In the role of Lead Observability Engineer, you will be responsible for leading technical direction and implementation of the software pipeline, focusing on the monitoring and observability platform. This platform is essential, providing the tooling, practices, and visibility that our development engineering teams leverage to deliver, observe, and maintain the product suite. You will be responsible for ensuring that development teams have low friction, highly secure, highly available, cost-effective, and consistent toolchain to deliver software within and effective tools to monitor, observe and operate that software in the framework of large enterprise compliance and governance needs. You will work closely with the Director, software development leadership, technical operations leadership, architecture, PMO and vendors from around the globe to deliver these services.
ROLE RESPONSIBILITIES:
Work with the Director of Development to assess the needs of Software Engineering against current offerings
Participate in and occasionally lead the daily, weekly, sprint cycle team ceremonies and ensure efficient activities of the team aligned to goals
Provide mentoring to team members
Assess and size effort associated with work backlog and participate in grooming
Advise and inform a program of work to rationalize and mature the monitoring and observability toolchain
Leading technical discussions and requirements analysis with partners and customers to drive alignment with customer needs
Define best practices around making systems and services measurable and work with various teams to get those best practices applied
Collect, aggregate, and visualize the collected metrics to provide integrators and consumers with actionable insight
Interview and participate in building a team to establish a center of excellence and expertise in the Monitoring and Observability domains
Participate in regular planning cycles to align business priorities to programs of work within your organization
Inform recommendations, including resourcing, of strategic projects to mature and improve the monitoring and observability platform
Lead proofs of concepts, engineering, and implementation projects
Deliver Managed Services that cover the following domains:
Log Collection and Analysis
Operational Metrics
Distributed Tracing
Code and Artifact Repositories
Build, Test, and Deployment Automation
Secrets Management
Configuration Repository and Management
Execution Bus
Container Build Standards and Automation
Continuous Delivery
TECHNICAL REQUIREMENTS:
Background in both Systems and Software Engineering
Competent developing software in 1 or more of Python, Golang, Ruby, C (implement defensive programming, error handling, testing frameworks)
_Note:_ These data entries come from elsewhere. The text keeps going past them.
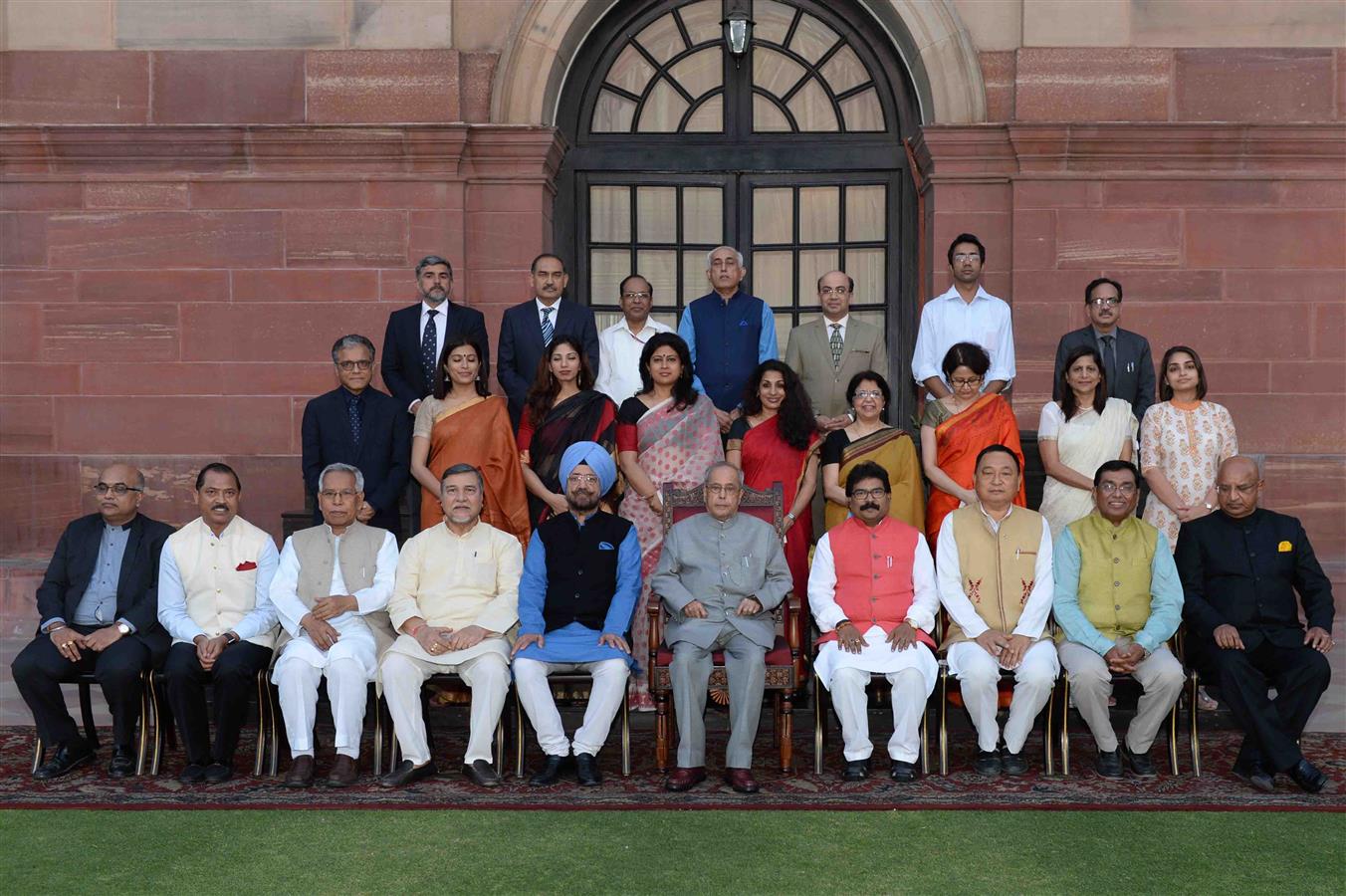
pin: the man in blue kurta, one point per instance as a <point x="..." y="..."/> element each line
<point x="580" y="581"/>
<point x="729" y="334"/>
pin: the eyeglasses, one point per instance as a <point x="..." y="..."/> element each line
<point x="118" y="489"/>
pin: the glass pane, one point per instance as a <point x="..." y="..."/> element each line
<point x="607" y="269"/>
<point x="703" y="215"/>
<point x="612" y="113"/>
<point x="702" y="72"/>
<point x="703" y="20"/>
<point x="773" y="278"/>
<point x="818" y="214"/>
<point x="766" y="115"/>
<point x="811" y="110"/>
<point x="811" y="39"/>
<point x="610" y="214"/>
<point x="866" y="268"/>
<point x="866" y="213"/>
<point x="772" y="22"/>
<point x="775" y="72"/>
<point x="844" y="70"/>
<point x="708" y="117"/>
<point x="813" y="264"/>
<point x="657" y="265"/>
<point x="773" y="215"/>
<point x="662" y="110"/>
<point x="863" y="112"/>
<point x="662" y="39"/>
<point x="630" y="70"/>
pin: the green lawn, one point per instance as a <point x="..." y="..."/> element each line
<point x="668" y="852"/>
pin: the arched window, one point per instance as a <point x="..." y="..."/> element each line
<point x="790" y="152"/>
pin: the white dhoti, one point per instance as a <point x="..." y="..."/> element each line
<point x="484" y="667"/>
<point x="911" y="673"/>
<point x="348" y="665"/>
<point x="979" y="677"/>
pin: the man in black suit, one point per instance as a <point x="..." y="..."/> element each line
<point x="530" y="328"/>
<point x="358" y="425"/>
<point x="98" y="607"/>
<point x="1239" y="569"/>
<point x="1131" y="371"/>
<point x="416" y="336"/>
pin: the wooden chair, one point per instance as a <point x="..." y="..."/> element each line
<point x="87" y="680"/>
<point x="784" y="662"/>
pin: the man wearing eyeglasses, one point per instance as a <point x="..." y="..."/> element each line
<point x="98" y="608"/>
<point x="620" y="344"/>
<point x="359" y="425"/>
<point x="1117" y="601"/>
<point x="1125" y="355"/>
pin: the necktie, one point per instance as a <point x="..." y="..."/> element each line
<point x="428" y="348"/>
<point x="547" y="326"/>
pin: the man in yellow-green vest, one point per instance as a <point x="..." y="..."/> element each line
<point x="1117" y="600"/>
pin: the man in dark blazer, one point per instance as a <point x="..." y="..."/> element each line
<point x="1239" y="569"/>
<point x="527" y="330"/>
<point x="98" y="612"/>
<point x="415" y="336"/>
<point x="358" y="425"/>
<point x="1125" y="355"/>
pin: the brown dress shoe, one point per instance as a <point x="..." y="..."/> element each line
<point x="685" y="778"/>
<point x="741" y="780"/>
<point x="343" y="774"/>
<point x="301" y="773"/>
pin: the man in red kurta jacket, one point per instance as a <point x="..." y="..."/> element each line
<point x="874" y="596"/>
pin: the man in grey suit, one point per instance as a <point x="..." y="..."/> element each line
<point x="720" y="574"/>
<point x="1131" y="371"/>
<point x="828" y="351"/>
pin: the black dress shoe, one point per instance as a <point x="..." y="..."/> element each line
<point x="1138" y="765"/>
<point x="585" y="769"/>
<point x="482" y="774"/>
<point x="1108" y="763"/>
<point x="856" y="770"/>
<point x="65" y="762"/>
<point x="548" y="774"/>
<point x="408" y="774"/>
<point x="903" y="773"/>
<point x="1307" y="777"/>
<point x="122" y="763"/>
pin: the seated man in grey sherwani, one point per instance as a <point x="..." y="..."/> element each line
<point x="720" y="576"/>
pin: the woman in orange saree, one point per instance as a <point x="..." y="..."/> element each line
<point x="463" y="424"/>
<point x="955" y="429"/>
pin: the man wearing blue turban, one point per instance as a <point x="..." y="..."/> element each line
<point x="581" y="577"/>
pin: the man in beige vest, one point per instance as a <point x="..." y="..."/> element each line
<point x="455" y="604"/>
<point x="1117" y="600"/>
<point x="828" y="351"/>
<point x="994" y="566"/>
<point x="330" y="592"/>
<point x="214" y="599"/>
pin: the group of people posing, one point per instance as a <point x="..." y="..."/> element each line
<point x="542" y="540"/>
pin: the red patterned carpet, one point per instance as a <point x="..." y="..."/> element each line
<point x="91" y="787"/>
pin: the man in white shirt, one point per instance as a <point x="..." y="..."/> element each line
<point x="330" y="590"/>
<point x="620" y="344"/>
<point x="966" y="313"/>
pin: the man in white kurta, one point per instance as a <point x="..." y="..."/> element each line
<point x="455" y="603"/>
<point x="874" y="599"/>
<point x="330" y="589"/>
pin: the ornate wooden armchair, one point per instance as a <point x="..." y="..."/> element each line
<point x="784" y="662"/>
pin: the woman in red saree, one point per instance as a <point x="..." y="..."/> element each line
<point x="777" y="441"/>
<point x="463" y="424"/>
<point x="561" y="409"/>
<point x="955" y="429"/>
<point x="666" y="433"/>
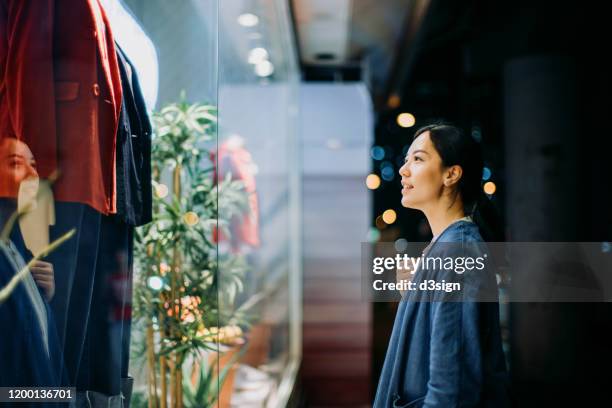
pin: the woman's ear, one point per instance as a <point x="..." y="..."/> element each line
<point x="452" y="175"/>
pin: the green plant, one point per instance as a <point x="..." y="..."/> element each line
<point x="178" y="291"/>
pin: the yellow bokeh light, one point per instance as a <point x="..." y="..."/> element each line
<point x="389" y="216"/>
<point x="372" y="181"/>
<point x="406" y="119"/>
<point x="161" y="190"/>
<point x="191" y="218"/>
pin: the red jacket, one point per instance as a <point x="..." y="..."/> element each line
<point x="60" y="93"/>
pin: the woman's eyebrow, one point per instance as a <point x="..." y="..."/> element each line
<point x="415" y="152"/>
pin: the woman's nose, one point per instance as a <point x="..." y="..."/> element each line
<point x="31" y="171"/>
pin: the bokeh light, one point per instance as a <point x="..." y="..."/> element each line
<point x="406" y="120"/>
<point x="389" y="216"/>
<point x="372" y="181"/>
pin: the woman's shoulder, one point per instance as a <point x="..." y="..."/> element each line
<point x="461" y="231"/>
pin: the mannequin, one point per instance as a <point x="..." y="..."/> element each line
<point x="61" y="92"/>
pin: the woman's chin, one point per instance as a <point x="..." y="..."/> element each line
<point x="406" y="202"/>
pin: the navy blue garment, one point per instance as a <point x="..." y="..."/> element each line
<point x="134" y="194"/>
<point x="25" y="360"/>
<point x="446" y="354"/>
<point x="89" y="297"/>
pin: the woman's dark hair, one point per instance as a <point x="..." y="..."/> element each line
<point x="457" y="148"/>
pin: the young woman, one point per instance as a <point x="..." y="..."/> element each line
<point x="446" y="353"/>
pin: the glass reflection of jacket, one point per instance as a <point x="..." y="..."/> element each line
<point x="446" y="354"/>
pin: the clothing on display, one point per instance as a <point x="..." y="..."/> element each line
<point x="71" y="99"/>
<point x="60" y="93"/>
<point x="29" y="348"/>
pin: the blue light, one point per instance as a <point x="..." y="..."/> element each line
<point x="377" y="153"/>
<point x="486" y="174"/>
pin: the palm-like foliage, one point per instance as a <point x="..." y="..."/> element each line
<point x="177" y="280"/>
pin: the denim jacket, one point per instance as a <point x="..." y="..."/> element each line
<point x="446" y="354"/>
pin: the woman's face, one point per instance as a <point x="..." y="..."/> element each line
<point x="17" y="164"/>
<point x="422" y="174"/>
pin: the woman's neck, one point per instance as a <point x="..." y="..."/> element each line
<point x="441" y="216"/>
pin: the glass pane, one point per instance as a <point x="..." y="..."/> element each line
<point x="258" y="195"/>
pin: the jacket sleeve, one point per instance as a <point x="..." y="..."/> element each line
<point x="27" y="58"/>
<point x="455" y="358"/>
<point x="455" y="362"/>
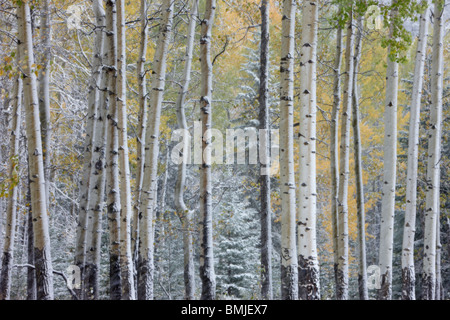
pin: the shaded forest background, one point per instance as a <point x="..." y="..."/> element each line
<point x="235" y="192"/>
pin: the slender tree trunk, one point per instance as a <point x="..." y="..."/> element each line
<point x="126" y="259"/>
<point x="31" y="273"/>
<point x="389" y="175"/>
<point x="43" y="261"/>
<point x="112" y="155"/>
<point x="343" y="263"/>
<point x="10" y="230"/>
<point x="207" y="274"/>
<point x="308" y="264"/>
<point x="264" y="121"/>
<point x="140" y="139"/>
<point x="98" y="179"/>
<point x="44" y="91"/>
<point x="432" y="210"/>
<point x="408" y="272"/>
<point x="334" y="151"/>
<point x="361" y="214"/>
<point x="182" y="209"/>
<point x="89" y="161"/>
<point x="439" y="288"/>
<point x="148" y="199"/>
<point x="289" y="271"/>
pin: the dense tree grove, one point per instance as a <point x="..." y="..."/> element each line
<point x="224" y="149"/>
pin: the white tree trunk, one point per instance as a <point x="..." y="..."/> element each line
<point x="44" y="91"/>
<point x="264" y="121"/>
<point x="408" y="272"/>
<point x="143" y="113"/>
<point x="13" y="172"/>
<point x="334" y="150"/>
<point x="432" y="209"/>
<point x="41" y="239"/>
<point x="207" y="274"/>
<point x="149" y="187"/>
<point x="289" y="266"/>
<point x="97" y="180"/>
<point x="126" y="259"/>
<point x="389" y="176"/>
<point x="343" y="263"/>
<point x="112" y="155"/>
<point x="361" y="239"/>
<point x="182" y="209"/>
<point x="308" y="264"/>
<point x="90" y="147"/>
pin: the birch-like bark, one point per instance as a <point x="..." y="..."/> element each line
<point x="334" y="150"/>
<point x="207" y="274"/>
<point x="409" y="229"/>
<point x="361" y="214"/>
<point x="44" y="91"/>
<point x="149" y="186"/>
<point x="97" y="179"/>
<point x="31" y="273"/>
<point x="389" y="175"/>
<point x="264" y="121"/>
<point x="89" y="160"/>
<point x="126" y="259"/>
<point x="432" y="209"/>
<point x="43" y="261"/>
<point x="439" y="287"/>
<point x="112" y="191"/>
<point x="182" y="209"/>
<point x="140" y="139"/>
<point x="289" y="266"/>
<point x="308" y="265"/>
<point x="343" y="263"/>
<point x="96" y="202"/>
<point x="10" y="228"/>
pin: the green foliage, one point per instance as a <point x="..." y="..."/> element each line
<point x="399" y="40"/>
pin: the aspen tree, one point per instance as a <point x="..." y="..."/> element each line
<point x="91" y="148"/>
<point x="334" y="147"/>
<point x="44" y="90"/>
<point x="182" y="209"/>
<point x="126" y="259"/>
<point x="343" y="263"/>
<point x="113" y="202"/>
<point x="41" y="239"/>
<point x="97" y="178"/>
<point x="361" y="238"/>
<point x="11" y="211"/>
<point x="408" y="272"/>
<point x="149" y="187"/>
<point x="308" y="265"/>
<point x="389" y="172"/>
<point x="264" y="121"/>
<point x="289" y="272"/>
<point x="207" y="274"/>
<point x="432" y="209"/>
<point x="143" y="113"/>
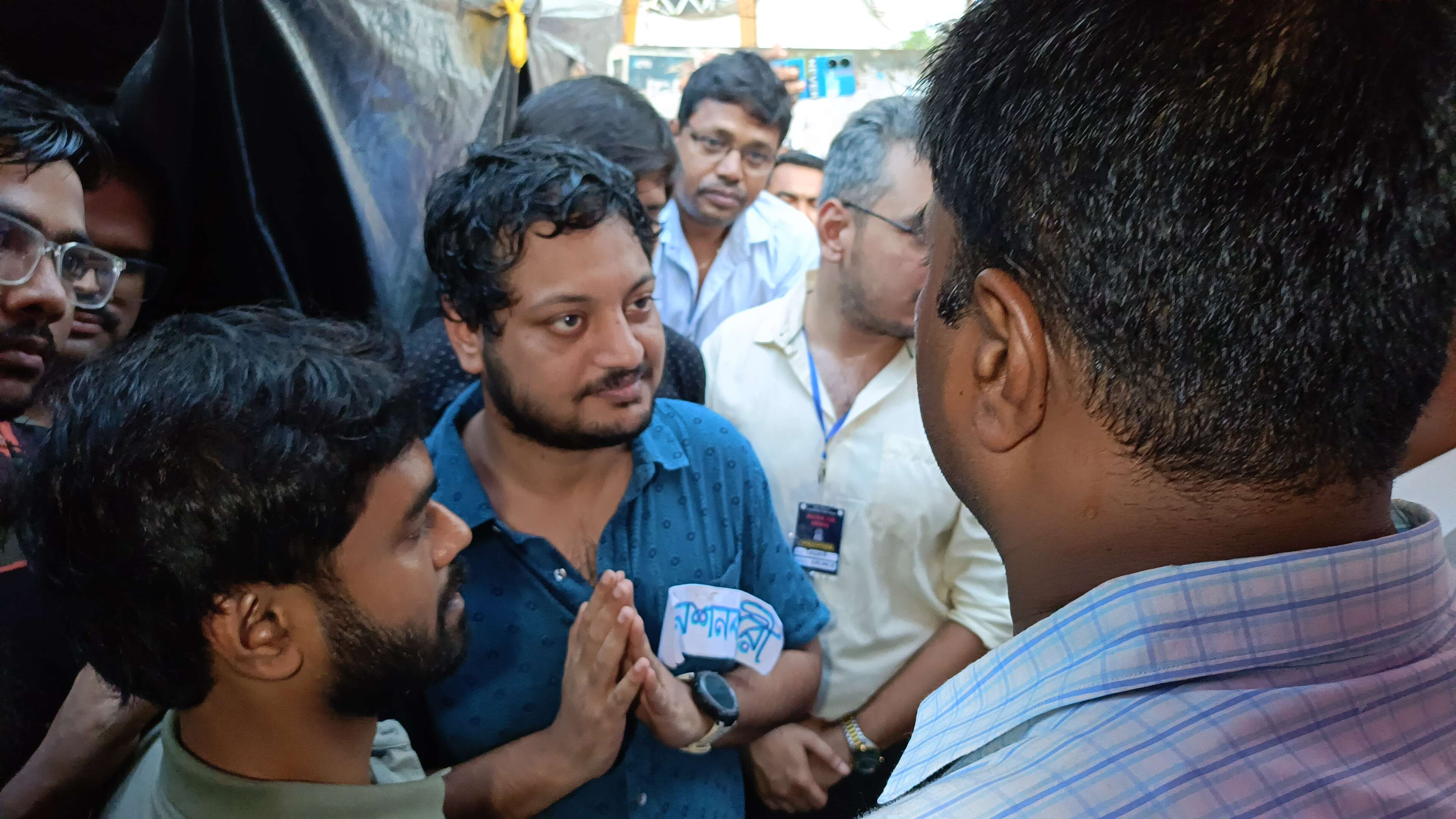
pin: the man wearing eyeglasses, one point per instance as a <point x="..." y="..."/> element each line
<point x="726" y="245"/>
<point x="915" y="585"/>
<point x="47" y="267"/>
<point x="121" y="218"/>
<point x="121" y="221"/>
<point x="49" y="154"/>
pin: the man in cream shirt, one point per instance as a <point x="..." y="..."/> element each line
<point x="822" y="382"/>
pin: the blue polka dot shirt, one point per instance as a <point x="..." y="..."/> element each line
<point x="697" y="511"/>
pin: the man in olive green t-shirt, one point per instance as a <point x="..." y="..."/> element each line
<point x="265" y="563"/>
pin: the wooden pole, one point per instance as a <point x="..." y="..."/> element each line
<point x="749" y="22"/>
<point x="629" y="22"/>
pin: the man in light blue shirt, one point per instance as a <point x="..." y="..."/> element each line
<point x="727" y="245"/>
<point x="1190" y="289"/>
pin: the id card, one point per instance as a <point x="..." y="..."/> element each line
<point x="817" y="535"/>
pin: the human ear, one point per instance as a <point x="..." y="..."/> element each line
<point x="836" y="231"/>
<point x="253" y="632"/>
<point x="469" y="344"/>
<point x="1008" y="362"/>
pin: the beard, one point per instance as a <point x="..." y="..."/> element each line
<point x="373" y="667"/>
<point x="15" y="407"/>
<point x="530" y="420"/>
<point x="860" y="312"/>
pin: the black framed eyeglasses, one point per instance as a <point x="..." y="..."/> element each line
<point x="915" y="232"/>
<point x="756" y="159"/>
<point x="88" y="275"/>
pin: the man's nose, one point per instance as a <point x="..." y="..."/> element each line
<point x="730" y="167"/>
<point x="618" y="347"/>
<point x="453" y="538"/>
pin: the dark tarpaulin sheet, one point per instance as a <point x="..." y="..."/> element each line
<point x="299" y="139"/>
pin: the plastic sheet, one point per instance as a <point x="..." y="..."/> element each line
<point x="299" y="140"/>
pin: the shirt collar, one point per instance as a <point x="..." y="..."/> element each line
<point x="1181" y="623"/>
<point x="752" y="225"/>
<point x="461" y="490"/>
<point x="197" y="789"/>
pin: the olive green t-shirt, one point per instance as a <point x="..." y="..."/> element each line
<point x="169" y="783"/>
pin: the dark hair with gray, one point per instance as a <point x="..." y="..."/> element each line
<point x="854" y="169"/>
<point x="38" y="129"/>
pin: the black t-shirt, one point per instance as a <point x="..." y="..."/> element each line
<point x="37" y="667"/>
<point x="37" y="661"/>
<point x="436" y="378"/>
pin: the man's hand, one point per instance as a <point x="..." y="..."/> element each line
<point x="794" y="767"/>
<point x="833" y="736"/>
<point x="92" y="736"/>
<point x="595" y="701"/>
<point x="667" y="703"/>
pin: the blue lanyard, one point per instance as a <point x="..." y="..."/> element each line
<point x="819" y="411"/>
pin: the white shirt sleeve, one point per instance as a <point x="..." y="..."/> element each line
<point x="977" y="582"/>
<point x="800" y="256"/>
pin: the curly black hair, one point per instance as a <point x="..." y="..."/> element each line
<point x="742" y="79"/>
<point x="477" y="216"/>
<point x="38" y="129"/>
<point x="213" y="452"/>
<point x="1237" y="216"/>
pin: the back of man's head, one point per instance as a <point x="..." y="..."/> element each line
<point x="605" y="116"/>
<point x="215" y="452"/>
<point x="1234" y="218"/>
<point x="742" y="79"/>
<point x="38" y="129"/>
<point x="477" y="216"/>
<point x="854" y="168"/>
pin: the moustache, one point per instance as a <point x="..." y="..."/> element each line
<point x="455" y="579"/>
<point x="107" y="318"/>
<point x="617" y="378"/>
<point x="36" y="340"/>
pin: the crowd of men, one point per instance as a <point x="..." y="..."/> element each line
<point x="1052" y="416"/>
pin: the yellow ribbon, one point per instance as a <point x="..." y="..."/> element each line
<point x="516" y="33"/>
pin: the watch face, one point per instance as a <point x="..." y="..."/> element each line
<point x="867" y="761"/>
<point x="717" y="690"/>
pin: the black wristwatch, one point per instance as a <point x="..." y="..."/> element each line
<point x="719" y="700"/>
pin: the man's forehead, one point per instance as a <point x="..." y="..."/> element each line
<point x="719" y="116"/>
<point x="50" y="199"/>
<point x="605" y="260"/>
<point x="797" y="178"/>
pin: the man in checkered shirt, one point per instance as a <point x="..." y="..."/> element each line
<point x="1190" y="288"/>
You should have experience in designing, automating, maintaining and optimizing observability platforms (logging, metric and tracing)
Expertise and experience in delivering large-scale systems using big data technologies including but not limited to: Enterprise scale Kafka, Splunk, Prometheus, and other Time Series databases
Abreast of industry standards and trends related to telemetry and software pipelines
Experience rationalizing and implementing monitoring and observability toolchain at enterprise scale
Previous experience of public clouds (AWS and Terraform)
Knowledge and experience of containers and Kubernetes cluster
Hands on experience consolidating application and system logs at enterprise scale
Experience with automation tools (Chef, Ansible)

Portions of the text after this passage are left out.